HP seems to have set its sights on pure innovation – besides the gargantuan super-computer project simply called “The Machine”, which HP promises will revolutionize computer technology itself, its recently come out with a very surprising, ground breaking, yet ultimately flawed all-in-one desktop called the Sprout. What sets this PC apart is the inclusion of a floppy 20-inch mat and a 1024 x 768 pixel projector sitting on top of the screen. The projector is also a 2D and 3D capable scanner.
The mat – which has a smooth, vinyl like texture and is stain-proof against almost anything – functions as a 20-point multi-touch pad. That means it can respond up to 20 points of contact simultaneously, allowing multiple people to use it at the same time. The mat also functions as a screen for the projector. The real fun begins once you put something onto the mat and instantly scan it into the computer – 2D scanning is almost instantaneous and its a quite a trip to pull a page off the mat and see it still sitting, perfectly recreated by the projector. Even more fascinating, and promising, is the 3D scanning. Simply put whatever 3D object onto the mat and presto! The object shows up on your screen, rendered into 3D.
2D scanning is quick and easy, and you can use the mat to draw as well. (IT Consulting Denver)
The 3D scanning is truly promising, but its still incomplete and bug-ridden. (IT Consulting Denver)
Besides the issue of non-compatibility with real designer programs, such as the Adobe line of apps, the ground-breaking new tech also stumbles quite often. Some of the apps take a long, long (like seven minutes) time to load, constantly crash, and the navigation – on top of Windows 8.1 being a navigational nightmare – is confusing. The 3D scanning, while impressive, is incomplete: objects are only partially scanned, as there is no way to scan their bottom half as of yet. HP promised to fix this issue with an upcoming update that will allow the user to scan both halves, one by one, and stick the results together to form a coherent image. Also, anything shiny or glossy is a real challenge for the camera to scan, usually ending up in strange, distorted and blown up shapes. Even the drawing and tracing functionality is flawed, as your palm, while resting to give your drawing support, leaves marks.

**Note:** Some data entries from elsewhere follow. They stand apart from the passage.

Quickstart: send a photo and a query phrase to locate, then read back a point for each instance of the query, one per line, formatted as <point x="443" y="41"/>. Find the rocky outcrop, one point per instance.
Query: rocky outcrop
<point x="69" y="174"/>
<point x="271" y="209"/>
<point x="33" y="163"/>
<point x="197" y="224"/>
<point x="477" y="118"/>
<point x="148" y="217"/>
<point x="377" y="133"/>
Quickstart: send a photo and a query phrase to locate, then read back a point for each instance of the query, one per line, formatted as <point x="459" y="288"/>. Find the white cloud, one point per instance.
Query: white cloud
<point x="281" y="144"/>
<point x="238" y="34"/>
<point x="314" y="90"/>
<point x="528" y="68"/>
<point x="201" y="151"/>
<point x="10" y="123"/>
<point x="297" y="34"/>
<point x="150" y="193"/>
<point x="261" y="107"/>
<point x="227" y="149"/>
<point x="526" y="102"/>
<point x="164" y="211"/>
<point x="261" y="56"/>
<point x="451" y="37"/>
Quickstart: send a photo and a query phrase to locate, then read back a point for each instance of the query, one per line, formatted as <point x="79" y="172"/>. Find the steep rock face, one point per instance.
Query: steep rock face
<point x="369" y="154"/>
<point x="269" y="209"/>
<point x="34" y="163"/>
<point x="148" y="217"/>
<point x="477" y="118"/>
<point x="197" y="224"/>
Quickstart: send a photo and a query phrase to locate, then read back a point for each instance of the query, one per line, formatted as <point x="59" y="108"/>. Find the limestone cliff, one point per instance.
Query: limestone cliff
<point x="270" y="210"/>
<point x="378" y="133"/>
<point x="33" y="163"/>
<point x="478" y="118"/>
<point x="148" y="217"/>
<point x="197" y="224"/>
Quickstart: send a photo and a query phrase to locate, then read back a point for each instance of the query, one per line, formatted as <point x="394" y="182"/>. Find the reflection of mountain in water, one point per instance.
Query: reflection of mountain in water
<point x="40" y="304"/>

All in all, the HP Sprout has excellent ideas and truly innovative technology. The only problem is that it lacks any real polish – there are way too many bugs, and at the moment it lacks any real use, as there is no way for a professional to utilize any of this groundbreaking technology, making this $1900 desktop feel like a giant tease. Until HP cleans up the Sprout, we recommend passing it over and just buying a drawing tablet.